Dheeraj Goyal ^1,^✉, Nathan Dean ², Sarah Neill ³, Peter Jones ⁴, Kristin Dascomb ⁴

PMCID: PMC6366654 PMID: 30775401

Abstract

Background

Community-acquired extended-spectrum beta-lactamase–producing Enterobacteriaceae (ESBL) infections are an evolving public health problem. Identifying predictive risk factors may improve patient management.

Methods

We identified 251 adult inpatients admitted to a 22-hospital system with an ESBL urinary tract infection (UTI) between 2001 and 2016. Cases were matched 1:1 with controls who had a UTI at admission with non-ESBL Enterobacteriaceae. Cases with a history of ESBL infections or hospitalization within 3 months of index admission were excluded. Univariate and multiple logistic regression were used to identify risk factors associated with ESBL UTIs.

Results

In univariate analysis, history of repeated UTIs, neurogenic bladder, urinary catheter presence at admission, and exposure to outpatient third-generation cephalosporins or fluoroquinolones within 3 months were associated with higher risk of ESBL UTIs. When controlling for severity of illness and comorbid conditions, history of repeated UTIs (adjusted odds ratio [aOR], 6.40; 95% confidence interval [CI], 3.42–12.66; P < .001), presence of urinary catheter at admission (aOR, 2.36; 95% CI, 1.15–4.98; P < .05), and prior antibiotic exposure (aOR, 7.98; 95% CI, 2.92–28.19; P < .001) remained associated with risk of ESBL infection.

Conclusions

Patients in the community with indwelling urinary catheters, history of recurrent UTIs, or recent antimicrobial use are at higher risk for de novo ESBL Enterobacteriaceae UTIs.

Keywords: antibiotic exposure, ESBL Enterobacteriaceae, urinary tract infection

Extended-spectrum beta-lactamase–producing Enterobacteriaceae (ESBLs) can hydrolyze penicillins, extended-spectrum cephalosporins, and monobactams [1, 2]. ESBL infections are associated with longer hospital stays, increased costs of care, and higher morbidity and mortality due to inappropriate antimicrobial therapy during initial phases of treatment [3–6]. Although typically associated with prior health care–related exposures, the prevalence of community-acquired ESBL infections is increasing [7, 8].
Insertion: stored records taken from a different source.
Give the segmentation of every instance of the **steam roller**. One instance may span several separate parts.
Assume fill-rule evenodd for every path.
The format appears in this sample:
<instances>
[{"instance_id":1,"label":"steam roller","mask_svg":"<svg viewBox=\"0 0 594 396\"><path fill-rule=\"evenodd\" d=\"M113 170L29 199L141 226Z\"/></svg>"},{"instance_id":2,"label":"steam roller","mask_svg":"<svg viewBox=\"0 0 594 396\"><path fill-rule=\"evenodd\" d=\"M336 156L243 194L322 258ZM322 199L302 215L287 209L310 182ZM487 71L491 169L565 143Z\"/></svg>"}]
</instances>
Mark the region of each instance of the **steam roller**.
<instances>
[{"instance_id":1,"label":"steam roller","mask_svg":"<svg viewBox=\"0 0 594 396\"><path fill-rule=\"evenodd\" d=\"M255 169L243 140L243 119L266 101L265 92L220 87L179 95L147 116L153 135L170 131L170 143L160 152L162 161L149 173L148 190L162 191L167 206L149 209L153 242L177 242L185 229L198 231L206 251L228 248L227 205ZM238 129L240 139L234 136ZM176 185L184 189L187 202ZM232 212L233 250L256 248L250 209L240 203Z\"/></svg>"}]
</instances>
Prevalence of ESBL-associated infections varies depending upon local epidemiology and antibiotic prescribing practices, but has been rising over the past years. Studies in Spain and France have estimated the prevalence of ESBL-producing Enterobacteriaceae isolated from blood and urine cultures in hospitalized patients to be from 4% to 38% [9–11]. In the United States, the SENTRY Antimicrobial Surveillance Program reported that 7% of Klebsiella isolated from blood and urine cultures between 1997 and 2000 in 30 US hospitals tested positive for ESBL production [12]. In 2011–2013, the prevalence of ESBL-producing Klebsiella isolates increased to 15% in 79 US hospitals [12]. In 2013–2014, Talan et al. conducted a prospective study of adults seeking emergency care for pyelonephritis in “EMERGEncy ID NET,” a network of 10 university-affiliated urban emergency departments across the United States [13]. They estimated the prevalence of ESBL-producing Escherichia coli to be around 12%. In a recently published prospective observational study conducted across 5 US academic and community hospitals and associated clinics, Doi et al. found the prevalence of community-associated ESBL E. coli infections to be around 36% [14].
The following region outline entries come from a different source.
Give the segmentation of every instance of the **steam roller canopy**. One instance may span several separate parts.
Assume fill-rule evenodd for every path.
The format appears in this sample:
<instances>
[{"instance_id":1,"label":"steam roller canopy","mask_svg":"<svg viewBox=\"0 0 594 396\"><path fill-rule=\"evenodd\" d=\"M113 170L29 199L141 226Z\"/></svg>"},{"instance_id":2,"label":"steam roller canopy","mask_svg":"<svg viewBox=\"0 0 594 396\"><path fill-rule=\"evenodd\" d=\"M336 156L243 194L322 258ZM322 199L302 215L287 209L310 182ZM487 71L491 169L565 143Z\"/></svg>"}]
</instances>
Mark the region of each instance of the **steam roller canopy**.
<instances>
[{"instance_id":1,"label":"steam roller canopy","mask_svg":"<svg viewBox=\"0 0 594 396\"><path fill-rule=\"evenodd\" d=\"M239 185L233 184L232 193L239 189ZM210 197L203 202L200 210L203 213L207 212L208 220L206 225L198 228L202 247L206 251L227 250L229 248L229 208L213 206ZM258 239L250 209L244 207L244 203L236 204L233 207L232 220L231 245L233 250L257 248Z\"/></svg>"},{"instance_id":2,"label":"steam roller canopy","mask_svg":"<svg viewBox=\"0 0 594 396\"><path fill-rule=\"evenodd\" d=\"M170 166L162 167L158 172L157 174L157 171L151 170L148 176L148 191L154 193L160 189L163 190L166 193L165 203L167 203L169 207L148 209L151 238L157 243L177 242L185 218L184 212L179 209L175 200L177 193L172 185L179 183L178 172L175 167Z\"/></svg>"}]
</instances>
Despite rising prevalence, factors associated with community-acquired ESBL urinary tract infections (CA-ESBL UTIs) have not been well studied in the United States. We investigated the risk factors for ESBL urinary tract infections in adult patients admitted to a large United States health care system with a community-acquired infection. We hypothesized that patients admitted with a first episode of ESBL infection have specific risk factors compared with their age- and gender-matched controls. Early identification of risk factors may minimize ineffective empiric antibiotic therapy and improve clinical outcomes.

METHODS

Study Setting and Data Sources

We conducted a retrospective case-control study in adults admitted with a urinary tract infection from 2001 through 2016 to Intermountain Healthcare, a 22-hospital system extending from Southern Utah to Southern Idaho. Five are tertiary care teaching hospitals in urban settings; the remaining are smaller nonteaching hospitals in suburban and rural locations.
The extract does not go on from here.